PHP-Grab-Favicon icon indicating copy to clipboard operation
PHP-Grab-Favicon copied to clipboard

Roadmap: More Enhancements in Development

Open LeeThompson opened this issue 1 year ago • 6 comments

Status:

June 23rd 2023 Haven't been able to do much work this week due to some unexpected household emergencies, should be back at it next week.

202306161401

  • Added a MIME database, too many functions were all doing different types of lookups and so I consolidated it into a database "object". Works pretty well so far.
  • Added a content buffer for internal processing. The goal is to prevent unnecessary reloading of data.
  • Added yet more switches, mostly end users want to see the HTTP warnings (4xx) and errors (5xx) they can be enabled in the ini or --showhttpwarnings --showhttperrors. (With the options enabled, they will output as TYPE_WARNING and TYPE_ERROR.)
  • Image size doesn't always work even if a valid image so until that gets resolved, if you specify a minimum size it's more of a 'goal'.
  • Added SVG detect to our own data check
  • Added new logging levels TYPE_OBJECTS, TYPE_TIMERS (full debug logging is now 1023)
  • convertRelativeToAbsolute now has one return path making for easier debugging.
  • Tightened up domain parsing and regex code, it should be a bit better dealing with subdomains.
  • Integrating MIME Database, checkIconAcceptance, and other new things to existing code. Then I'm going to do a battery of tests, after which I'm going to simplify/optimize and continue with adding the remaining new features (check local icon, etc).

202306121848:

  • Added new 'extensions' section to the ini, it's mostly for testing but could be used if something isn't working right. They are all simple boolean values (true or false), the list is: curl, exif, get, put, mbstring, fileinfo, mimetype, gd, imagemagick, gmagick, hrtime. If an extension is listed as true in this section but is not loaded or available, it will change to false. (Please note, GD, ImageMagick and gmagick are not currently used at all.)
  • Image identification fallbacks added to local file loading
  • Been testing/fixing up extension/function fallback code
  • Fixed an issue where the log could be initialized too soon and not honor some settings
  • Added --sites as an alternate to --list
  • Added raw datacheck for most common icon formats
  • Added a "confidence" level, not used other than logging yet
  • This isn't the "big update" yet, as I wanted to test some of the fallbacks before I started going down the bigger rabbit hole and that's probably going to continue this week.

Some notes on this:

Having our own image identification is important should the PHP installation be limited (for whatever reason) and going by file extension is still the last resort.
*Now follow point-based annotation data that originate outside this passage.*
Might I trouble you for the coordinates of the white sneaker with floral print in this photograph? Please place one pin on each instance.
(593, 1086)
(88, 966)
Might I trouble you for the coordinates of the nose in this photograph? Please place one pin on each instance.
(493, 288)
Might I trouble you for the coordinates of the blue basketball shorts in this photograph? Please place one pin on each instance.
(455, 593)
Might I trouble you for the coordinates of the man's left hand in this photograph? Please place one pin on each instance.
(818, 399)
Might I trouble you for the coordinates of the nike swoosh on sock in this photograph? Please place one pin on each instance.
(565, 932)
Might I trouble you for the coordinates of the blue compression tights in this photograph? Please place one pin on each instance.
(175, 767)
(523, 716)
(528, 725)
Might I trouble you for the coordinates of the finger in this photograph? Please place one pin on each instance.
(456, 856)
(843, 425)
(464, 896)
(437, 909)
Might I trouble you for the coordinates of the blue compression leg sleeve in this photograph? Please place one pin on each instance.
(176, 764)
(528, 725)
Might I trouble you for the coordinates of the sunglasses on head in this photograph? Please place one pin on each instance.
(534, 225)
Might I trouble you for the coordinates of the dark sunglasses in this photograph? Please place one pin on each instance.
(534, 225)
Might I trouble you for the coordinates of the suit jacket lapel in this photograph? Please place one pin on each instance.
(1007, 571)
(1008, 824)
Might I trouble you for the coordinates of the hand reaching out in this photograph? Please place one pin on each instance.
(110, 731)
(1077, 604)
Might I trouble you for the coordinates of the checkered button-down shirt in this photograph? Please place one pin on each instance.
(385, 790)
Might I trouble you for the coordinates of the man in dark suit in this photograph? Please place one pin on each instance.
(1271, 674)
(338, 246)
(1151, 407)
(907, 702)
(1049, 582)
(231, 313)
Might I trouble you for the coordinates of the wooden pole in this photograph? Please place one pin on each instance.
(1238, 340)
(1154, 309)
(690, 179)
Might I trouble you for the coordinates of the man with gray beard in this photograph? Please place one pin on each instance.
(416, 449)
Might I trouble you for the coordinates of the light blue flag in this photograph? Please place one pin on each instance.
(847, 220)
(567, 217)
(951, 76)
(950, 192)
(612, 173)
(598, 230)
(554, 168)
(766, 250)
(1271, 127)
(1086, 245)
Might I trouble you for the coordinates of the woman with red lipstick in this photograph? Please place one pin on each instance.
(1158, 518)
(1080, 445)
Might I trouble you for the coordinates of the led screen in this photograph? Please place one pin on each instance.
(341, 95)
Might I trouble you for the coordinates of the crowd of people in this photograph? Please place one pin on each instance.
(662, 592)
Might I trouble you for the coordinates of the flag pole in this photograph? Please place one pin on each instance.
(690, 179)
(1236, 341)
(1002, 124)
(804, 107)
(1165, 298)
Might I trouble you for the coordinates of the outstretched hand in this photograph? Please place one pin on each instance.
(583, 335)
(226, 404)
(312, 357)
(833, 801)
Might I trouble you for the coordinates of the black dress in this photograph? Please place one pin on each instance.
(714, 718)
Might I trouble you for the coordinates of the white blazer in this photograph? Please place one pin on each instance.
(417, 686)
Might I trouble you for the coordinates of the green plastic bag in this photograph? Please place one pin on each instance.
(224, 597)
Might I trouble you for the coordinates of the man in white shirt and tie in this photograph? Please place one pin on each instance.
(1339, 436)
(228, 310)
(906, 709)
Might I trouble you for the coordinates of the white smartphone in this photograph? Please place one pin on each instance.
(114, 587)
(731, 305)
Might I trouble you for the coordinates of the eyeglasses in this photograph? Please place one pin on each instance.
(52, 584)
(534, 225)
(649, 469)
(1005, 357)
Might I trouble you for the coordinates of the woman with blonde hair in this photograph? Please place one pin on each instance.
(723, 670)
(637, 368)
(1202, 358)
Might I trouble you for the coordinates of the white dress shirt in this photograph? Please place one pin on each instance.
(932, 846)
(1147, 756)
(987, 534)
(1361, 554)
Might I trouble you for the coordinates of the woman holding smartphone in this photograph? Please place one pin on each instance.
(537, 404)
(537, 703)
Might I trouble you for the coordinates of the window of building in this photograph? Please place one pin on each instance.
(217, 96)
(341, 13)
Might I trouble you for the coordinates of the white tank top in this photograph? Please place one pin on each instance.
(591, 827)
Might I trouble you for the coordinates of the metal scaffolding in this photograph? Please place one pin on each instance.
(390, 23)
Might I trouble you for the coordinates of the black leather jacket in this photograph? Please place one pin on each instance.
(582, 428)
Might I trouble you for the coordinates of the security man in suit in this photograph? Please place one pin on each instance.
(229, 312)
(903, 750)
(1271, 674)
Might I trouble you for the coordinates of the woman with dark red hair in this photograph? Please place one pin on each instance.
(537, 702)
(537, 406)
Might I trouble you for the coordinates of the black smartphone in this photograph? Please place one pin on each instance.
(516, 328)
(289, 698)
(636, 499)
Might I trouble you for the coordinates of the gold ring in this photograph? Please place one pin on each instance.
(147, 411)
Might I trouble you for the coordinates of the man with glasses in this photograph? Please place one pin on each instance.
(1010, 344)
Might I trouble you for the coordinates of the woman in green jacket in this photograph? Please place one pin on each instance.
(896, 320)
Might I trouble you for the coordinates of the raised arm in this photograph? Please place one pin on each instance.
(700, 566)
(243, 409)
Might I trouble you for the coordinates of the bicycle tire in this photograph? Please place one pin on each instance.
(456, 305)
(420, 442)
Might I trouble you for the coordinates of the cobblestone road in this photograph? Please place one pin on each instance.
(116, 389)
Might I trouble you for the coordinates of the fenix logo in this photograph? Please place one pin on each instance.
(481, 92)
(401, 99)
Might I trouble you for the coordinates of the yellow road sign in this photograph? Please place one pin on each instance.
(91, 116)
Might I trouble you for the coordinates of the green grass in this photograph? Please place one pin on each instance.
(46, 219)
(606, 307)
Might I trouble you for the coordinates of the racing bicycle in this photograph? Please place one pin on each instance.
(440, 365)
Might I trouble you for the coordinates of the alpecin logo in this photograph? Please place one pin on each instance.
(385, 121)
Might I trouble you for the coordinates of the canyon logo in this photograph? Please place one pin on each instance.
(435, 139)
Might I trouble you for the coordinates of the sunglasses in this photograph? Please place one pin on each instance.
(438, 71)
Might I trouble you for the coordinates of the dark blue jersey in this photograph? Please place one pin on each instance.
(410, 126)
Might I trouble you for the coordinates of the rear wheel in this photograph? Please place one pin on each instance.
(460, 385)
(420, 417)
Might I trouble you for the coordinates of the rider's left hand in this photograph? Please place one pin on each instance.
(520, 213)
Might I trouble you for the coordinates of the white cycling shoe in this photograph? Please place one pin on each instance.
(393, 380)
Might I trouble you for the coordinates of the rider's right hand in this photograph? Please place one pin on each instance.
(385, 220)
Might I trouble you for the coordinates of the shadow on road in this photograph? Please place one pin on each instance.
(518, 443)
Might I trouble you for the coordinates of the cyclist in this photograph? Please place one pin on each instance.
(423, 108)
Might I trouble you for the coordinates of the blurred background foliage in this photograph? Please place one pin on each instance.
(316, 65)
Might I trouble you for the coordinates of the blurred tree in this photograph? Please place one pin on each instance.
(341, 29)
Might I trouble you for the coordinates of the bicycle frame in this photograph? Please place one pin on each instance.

The method used for this is looking for the "signature" of the image file. Most image formats have a header with signature data to be used by software trying to open it (this is also called a "magic number".) The new code knows PNG, GIF, JPEG, WEBP, BMP and ICO formats.

Some image formats are easier to identify than others, for example PNG format's "magic" which is \x89PNG\r\n\x1A\n which is pretty good. BMP and ICO have very very simple identifiers and so having false positives is much more likely which is why I've been adding a "certainty" rating. Eventually you'll be able to set a minimum acceptable "certainty" and reject possibly invalid files. (You can currently set it but nothing looks at it.)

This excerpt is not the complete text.